Highlights of the quarter
Annaly reported core earnings of $0.36 a share. This was higher than the Wall Street estimate of $0.31 per share. Book value per share increased 2.7%, to $12.87 per share. Fixed-rate agency mortgage-backed securities accounted for 95% of the portfolio—pretty much flat with Q2.
Annaly was less leveraged than its peer group, with a debt-to-equity ratio of 5.4:1. At the end of Q213, the leverage ratio was 6.2:1, so Annaly delevered pretty aggressively. Annaly grew its agency MBS (mortgage-backed securities) exposure by close to $400 million.
The average interest rate spread was 1.35%—an increase from the 1.26% that the company reported in the previous quarter and up 28 basis points from a year ago. Interest rate spreads are heavily influenced by prepayment assumptions, so they can be volatile.
Book value decreased. However, assets rose by a small amount. It looks like an increase in payables on the liability side accounted for the decrease
Commercial real estate yield is in the high single digits, which was a big reason why the average annualized yield on Annaly’s portfolio increased from 2.54% to 3.2% year-over-year. Of course, with commercial real estate, the company is now taking credit risk.
Chief executive officer Wellington Denahan said, “We welcome the end of quantitative easing and look forward to the opportunities it presents as the mortgage market begins to adjust to fewer direct policy impacts on fundamentals.

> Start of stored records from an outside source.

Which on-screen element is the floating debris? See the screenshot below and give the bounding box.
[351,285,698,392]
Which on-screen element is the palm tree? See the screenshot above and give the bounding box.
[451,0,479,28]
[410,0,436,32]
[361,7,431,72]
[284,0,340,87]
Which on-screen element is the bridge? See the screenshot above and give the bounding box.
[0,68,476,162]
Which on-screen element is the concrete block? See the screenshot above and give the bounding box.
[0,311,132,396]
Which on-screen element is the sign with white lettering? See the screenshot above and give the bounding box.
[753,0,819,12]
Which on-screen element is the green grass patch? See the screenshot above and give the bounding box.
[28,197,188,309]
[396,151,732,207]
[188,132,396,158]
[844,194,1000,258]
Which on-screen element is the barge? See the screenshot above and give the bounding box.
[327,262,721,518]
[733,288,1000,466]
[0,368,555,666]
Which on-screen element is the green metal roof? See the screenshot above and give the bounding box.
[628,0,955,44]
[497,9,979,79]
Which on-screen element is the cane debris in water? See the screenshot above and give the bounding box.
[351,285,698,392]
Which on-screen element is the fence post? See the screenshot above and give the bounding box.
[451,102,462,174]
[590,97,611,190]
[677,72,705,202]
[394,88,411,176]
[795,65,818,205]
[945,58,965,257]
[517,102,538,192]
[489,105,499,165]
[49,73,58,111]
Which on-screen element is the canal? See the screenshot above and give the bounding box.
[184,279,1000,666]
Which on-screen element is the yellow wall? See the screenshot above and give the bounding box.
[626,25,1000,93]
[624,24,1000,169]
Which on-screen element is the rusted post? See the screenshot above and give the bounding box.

We expect the market to endure higher levels of volatility but remain comfortable in our continued ability to deliver attractive relative returns.”
The company paid a quarterly dividend for the fourth quarter of 30 cents a share—flat with last quarter and down 15 cents from a year ago. Given that REITs like Annaly (NLY), American Capital Agency (AGNC), MFA Financial (MFA), Capstead (CMO), and Hatteras (HTS) must pay out 90% of their income as dividends, they tend to have volatile dividend streams.